Personal information
- Born: 13 December 1970 (age 55) Karachi, Pakistan
- Height: 5 ft 11 in (180 cm)
- Batting: Right-handed
- Bowling: Right-arm offbreak

International information
- National side: Pakistan (1993–1996);
- Test debut (cap 126): 16 April 1993 v West Indies
- Last Test: 8 December 1995 v New Zealand
- ODI debut (cap 89): 23 March 1993 v West Indies
- Last ODI: 16 April 1996 v South Africa

Career statistics
| Competition | Test | ODI |
| Matches | 19 | 50 |
| Runs scored | 858 | 1,265 |
| Batting average | 26.81 | 34.18 |
| 100s/50s | 1/5 | 1/9 |
| Top score | 103 | 127* |
| Balls bowled | 6 | 30 |
| Wickets | 0 | 1 |
| Bowling average | – | 21.00 |
| 5 wickets in innings | – | 0 |
| 10 wickets in match | – | 0 |
| Best bowling | – | 1/17 |
| Catches/stumpings | 6/– | 15/– |
- Source: ESPNcricinfo, 4 February 2017

= Basit Ali =

Pakistani cricket coach and cricketer (born 1970)

Basit Ali (Note: ) (born 13 December 1970) is a Pakistani cricket coach and former cricketer who played in 19 Tests and 50 One Day Internationals from 1993 to 1996.

A right-handed batsman, he has the relatively uncommon statistic of having a higher ODI than Test batting average. Strong through the covers and point, Ali was also exceptionally good at playing hook and pull shots against the fast bowlers.

==Cricket career==
===Domestic career===
Ali was a successful junior cricketer, at one time holding the record for most hundreds in a Karachi zonal league season.
===International career===
He debuted for Pakistan aged 22 in March 1993, playing both ODI and Test cricket in a tour of the Caribbean. For similarities and batting styles and temperament, he was initially seen as the one who'd take the mantle of Javed Miandad. He went on to play in 19 Tests but made just the one Test century, against New Zealand in 1993–94.

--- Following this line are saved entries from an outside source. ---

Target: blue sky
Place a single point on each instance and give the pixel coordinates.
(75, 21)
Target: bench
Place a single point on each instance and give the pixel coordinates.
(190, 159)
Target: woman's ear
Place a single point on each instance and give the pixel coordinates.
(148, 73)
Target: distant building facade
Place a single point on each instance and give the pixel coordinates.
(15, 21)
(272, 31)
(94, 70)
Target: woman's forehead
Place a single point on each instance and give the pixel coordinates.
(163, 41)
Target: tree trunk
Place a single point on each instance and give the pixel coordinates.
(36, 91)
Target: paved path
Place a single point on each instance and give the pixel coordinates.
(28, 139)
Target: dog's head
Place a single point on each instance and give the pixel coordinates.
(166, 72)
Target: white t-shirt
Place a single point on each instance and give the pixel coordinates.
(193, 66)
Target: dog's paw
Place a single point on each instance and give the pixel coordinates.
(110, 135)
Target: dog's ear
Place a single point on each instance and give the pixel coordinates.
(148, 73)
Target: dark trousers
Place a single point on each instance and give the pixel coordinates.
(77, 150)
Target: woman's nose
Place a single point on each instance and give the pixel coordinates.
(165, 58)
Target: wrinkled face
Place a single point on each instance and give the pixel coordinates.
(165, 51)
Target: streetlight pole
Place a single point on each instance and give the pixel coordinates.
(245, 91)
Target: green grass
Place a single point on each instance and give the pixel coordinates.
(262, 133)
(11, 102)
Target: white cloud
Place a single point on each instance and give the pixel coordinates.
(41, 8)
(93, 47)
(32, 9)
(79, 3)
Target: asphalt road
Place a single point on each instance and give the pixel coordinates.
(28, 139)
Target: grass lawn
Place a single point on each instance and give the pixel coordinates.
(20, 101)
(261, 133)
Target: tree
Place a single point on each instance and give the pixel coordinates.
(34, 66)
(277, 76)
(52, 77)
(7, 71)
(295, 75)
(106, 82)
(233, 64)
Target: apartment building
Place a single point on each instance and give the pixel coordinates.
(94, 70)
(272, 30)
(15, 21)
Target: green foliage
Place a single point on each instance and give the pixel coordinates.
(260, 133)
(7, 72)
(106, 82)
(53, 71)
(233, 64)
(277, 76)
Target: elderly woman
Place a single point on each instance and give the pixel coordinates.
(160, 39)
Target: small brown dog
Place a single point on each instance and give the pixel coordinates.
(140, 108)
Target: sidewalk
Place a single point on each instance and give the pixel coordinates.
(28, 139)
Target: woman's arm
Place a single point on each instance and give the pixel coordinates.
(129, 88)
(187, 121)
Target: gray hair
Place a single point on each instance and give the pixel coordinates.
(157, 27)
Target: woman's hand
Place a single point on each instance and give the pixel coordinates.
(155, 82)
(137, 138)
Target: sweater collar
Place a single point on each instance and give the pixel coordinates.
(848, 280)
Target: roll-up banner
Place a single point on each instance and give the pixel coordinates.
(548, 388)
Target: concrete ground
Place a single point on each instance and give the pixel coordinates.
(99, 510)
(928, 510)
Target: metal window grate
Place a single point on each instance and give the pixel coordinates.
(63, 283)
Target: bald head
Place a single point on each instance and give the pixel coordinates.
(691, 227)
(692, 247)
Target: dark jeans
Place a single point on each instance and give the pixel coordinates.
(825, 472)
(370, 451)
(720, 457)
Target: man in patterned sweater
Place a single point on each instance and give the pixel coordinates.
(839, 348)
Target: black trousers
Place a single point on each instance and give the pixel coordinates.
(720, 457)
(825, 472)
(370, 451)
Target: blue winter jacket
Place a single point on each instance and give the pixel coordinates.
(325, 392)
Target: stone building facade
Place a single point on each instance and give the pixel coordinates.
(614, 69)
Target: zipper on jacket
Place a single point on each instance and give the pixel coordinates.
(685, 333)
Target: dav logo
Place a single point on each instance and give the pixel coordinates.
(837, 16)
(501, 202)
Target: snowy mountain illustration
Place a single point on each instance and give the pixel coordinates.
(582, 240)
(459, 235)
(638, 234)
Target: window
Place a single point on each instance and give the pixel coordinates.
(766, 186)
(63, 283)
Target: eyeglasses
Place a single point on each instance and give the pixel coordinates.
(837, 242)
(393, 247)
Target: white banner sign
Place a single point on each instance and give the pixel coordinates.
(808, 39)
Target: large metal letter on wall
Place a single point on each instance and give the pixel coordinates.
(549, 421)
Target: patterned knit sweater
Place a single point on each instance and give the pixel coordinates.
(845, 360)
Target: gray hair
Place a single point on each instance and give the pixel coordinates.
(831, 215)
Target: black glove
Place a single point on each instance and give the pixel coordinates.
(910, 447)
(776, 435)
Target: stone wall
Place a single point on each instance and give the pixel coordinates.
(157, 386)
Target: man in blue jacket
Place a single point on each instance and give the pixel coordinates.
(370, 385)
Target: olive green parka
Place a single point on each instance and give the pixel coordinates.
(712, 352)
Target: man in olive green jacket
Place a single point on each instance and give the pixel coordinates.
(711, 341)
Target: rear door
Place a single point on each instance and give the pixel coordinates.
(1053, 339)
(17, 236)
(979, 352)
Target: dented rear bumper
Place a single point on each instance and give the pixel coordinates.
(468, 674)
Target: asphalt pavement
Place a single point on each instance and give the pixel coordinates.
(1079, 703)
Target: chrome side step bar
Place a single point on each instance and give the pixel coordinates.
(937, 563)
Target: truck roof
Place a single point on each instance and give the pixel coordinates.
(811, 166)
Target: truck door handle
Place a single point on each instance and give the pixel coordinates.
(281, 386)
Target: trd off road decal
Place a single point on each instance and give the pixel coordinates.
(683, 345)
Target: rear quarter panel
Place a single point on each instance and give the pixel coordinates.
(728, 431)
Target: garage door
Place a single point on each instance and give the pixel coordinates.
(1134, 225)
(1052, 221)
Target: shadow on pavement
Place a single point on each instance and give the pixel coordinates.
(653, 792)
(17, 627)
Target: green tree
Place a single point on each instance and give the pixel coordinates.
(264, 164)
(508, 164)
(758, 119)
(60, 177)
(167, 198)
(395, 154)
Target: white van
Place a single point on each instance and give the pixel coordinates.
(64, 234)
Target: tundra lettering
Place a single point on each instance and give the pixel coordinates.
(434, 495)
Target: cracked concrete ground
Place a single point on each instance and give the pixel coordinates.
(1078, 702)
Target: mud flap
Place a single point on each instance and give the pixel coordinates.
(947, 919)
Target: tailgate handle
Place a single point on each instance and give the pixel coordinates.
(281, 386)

An aggressive risk-taker, he was a regular in the Pakistani ODI side for a while in the mid-1990s. On 5 November 1993 he scored the then second-fastest One Day International century in history, with a 67 ball effort against the West Indies at Sharjah. He took 5 more balls as compared to the record of Mohammad Azharuddin who took 62 balls. Basit Ali finished on 127 not out. Waqar Younis was acting captain in that match.
==Coaching career==
He has served as the head coach of the Pakistan A team.

He also served as the head coach of the Pakistan women team and the Under-19 team, being the chief selector of the Under-19 squad as well, but had to resign from these positions in December 2016, after he slapped former international cricketer Mahmood Hamid during a domestic tournament.